L'armée, jusqu'ici silencieuse (toutes les décisions politiques sont prises au Conseil de la révolution, seul pouvoir dans cette nation sans gouvernement), a pris position : le journal El Djeich a publié un avertissement : « L'armée n'hésitera pas à frapper quiconque portera atteinte à la révolution, en particulier à cette étape décisive. » 7 000 étudiants, un grand nombre de professeurs, vont passer l'été dans la campagne. La presse algérienne publie chaque jour la liste de personnalités donnant volontairement leurs terres au Fonds. Quelle que soit l'issue de la bataille engagée, ses résultats pèseront sur tout l'avenir proche de l'Algérie. Le 17 juin, le colonel Boumediene, qui célèbre le septième anniversaire du régime (19 juin), avec un éclat particulier, préside à Khemis el-Khechna, près d'Alger, la première attribution de terres organisée dans le cadre de la réforme. 200 petits fellahs, groupés au sein de 8 coopératives, se partagent 100 hectares prélevés sur le domaine public.

Pétrole

Plus spectaculaire, mais effectivement moins important, a été le règlement définitif du contentieux franco-algérien concernant le pétrole (Journal de l'année 1970-71). Il s'est accompli dans le cadre des accords mondiaux. Les compagnies françaises travaillant en Algérie étant nationalisées, des négociations difficiles s'engagent. Elles aboutissent, le 30 juin 1971, à l'accord CFP-SONATRACH, semblable à ceux que la firme algérienne avait conclus avec les grandes compagnies internationales. La CFP reçoit, pendant cinq ans, 7 millions de tonnes de brut par an au prix fiscal de 2,75 dollars le baril ; elle verse 150 millions de francs d'arriérés fiscaux ; 51 % de ses avoirs passent à l'Algérie ; elle reçoit 330 millions d'indemnisation et participe désormais pour 49 % aux investissements de l'ALREP algérienne. La firme Total-Algérie est créée, et représente les intérêts français au sein de cette ALREP. La négociation avec ELF-ERAP aboutit ensuite : cette société ne recevra plus que 5 à 6 millions de tonnes de brut, au lieu de 15 à 16 ; elle cède à la SONATRACH son patrimoine non nationalisé et reçoit, à ce titre, une indemnité établie selon le même calcul que celui de la CFP. L'accord avec la COPAREX, exactement semblable, se termine par la fin du boycottage du pétrole algérien, que les pétroliers français avaient obtenu, et par un prêt de 20 millions de dollars d'un consortium bancaire international à la SONATRACH.

Nouveaux accords

L'Algérie devient ainsi le premier pays exportateur de pétrole à posséder la maîtrise complète de sa production pétrolière. Total-Algérie et Elf-Algérie géreront les intérêts français minoritaires et recevront 12 millions de tonnes (12 % de la consommation française) de brut, sur les 45 millions que produit l'Algérie. L'opération, financièrement, est blanche, mais Alger règne désormais sur son pétrole. L'affaire de l'oléoduc de la Trapsa (évacuation sur la Tunisie), qui avait suscité tant de difficultés, se règle ainsi que le contentieux des sociétés françaises FRANCAREP et OMNIREX.

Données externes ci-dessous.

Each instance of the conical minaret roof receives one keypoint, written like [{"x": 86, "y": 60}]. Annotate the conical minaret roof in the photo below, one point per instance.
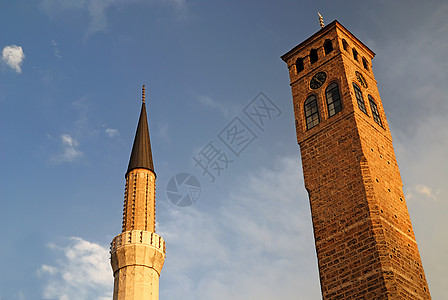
[{"x": 141, "y": 155}]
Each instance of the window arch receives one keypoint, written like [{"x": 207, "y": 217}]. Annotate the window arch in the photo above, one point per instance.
[
  {"x": 299, "y": 65},
  {"x": 375, "y": 113},
  {"x": 344, "y": 45},
  {"x": 359, "y": 98},
  {"x": 355, "y": 54},
  {"x": 311, "y": 112},
  {"x": 328, "y": 46},
  {"x": 334, "y": 103},
  {"x": 365, "y": 63},
  {"x": 313, "y": 55}
]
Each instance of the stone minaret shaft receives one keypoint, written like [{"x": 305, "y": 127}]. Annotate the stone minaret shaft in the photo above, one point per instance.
[{"x": 138, "y": 253}]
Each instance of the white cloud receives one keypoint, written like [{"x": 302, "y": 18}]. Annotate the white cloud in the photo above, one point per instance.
[
  {"x": 13, "y": 56},
  {"x": 81, "y": 271},
  {"x": 112, "y": 132},
  {"x": 425, "y": 190},
  {"x": 70, "y": 150},
  {"x": 257, "y": 245}
]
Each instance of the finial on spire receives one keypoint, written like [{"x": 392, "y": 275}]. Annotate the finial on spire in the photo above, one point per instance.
[{"x": 321, "y": 20}]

Les résultats de cette prise de possession ne se font pas attendre : établissant le budget de 1972, Smaïl Mahroug annonce que les impôts pétroliers rapporteront 3 200 millions de dinars en 1972, au lieu de 1 600 pour 1971. Ils représenteront 41 % des recettes fiscales, la production devant atteindre 54 millions de tonnes. En décembre 1971, la CORCO, société américaine, signe un contrat de 380 millions de tonnes ; les USA deviennent le principal client pétrolier de l'Algérie.

En contrepartie de cet accord, l'Algérie prépare un important traité commercial à long terme avec l'URSS, qui contribuera à la réalisation du plan. Il s'agit de 170 millions de roubles, mis par Moscou à la disposition d'Alger pour son complexe sidérurgique d'El-Hadjar, à 2,5 % par an, portant de 450 000 à 2 millions de tonnes annuelles la capacité de production. Les équipements seront importés d'URSS, le charbon viendra de Bechar ; un accord maritime complète l'ensemble, l'Algérie participant davantage au transport de ce qu'elle exporte vers l'URSS ou de ce qu'elle en importe. Le 31 décembre 1971, un bilan d'application du plan est publié : les investissements publics ont atteint 14 milliards de dinars, dont 8 dans l'industrie, soit plus de la moitié de ce qui doit être mis en œuvre lors de son élaboration.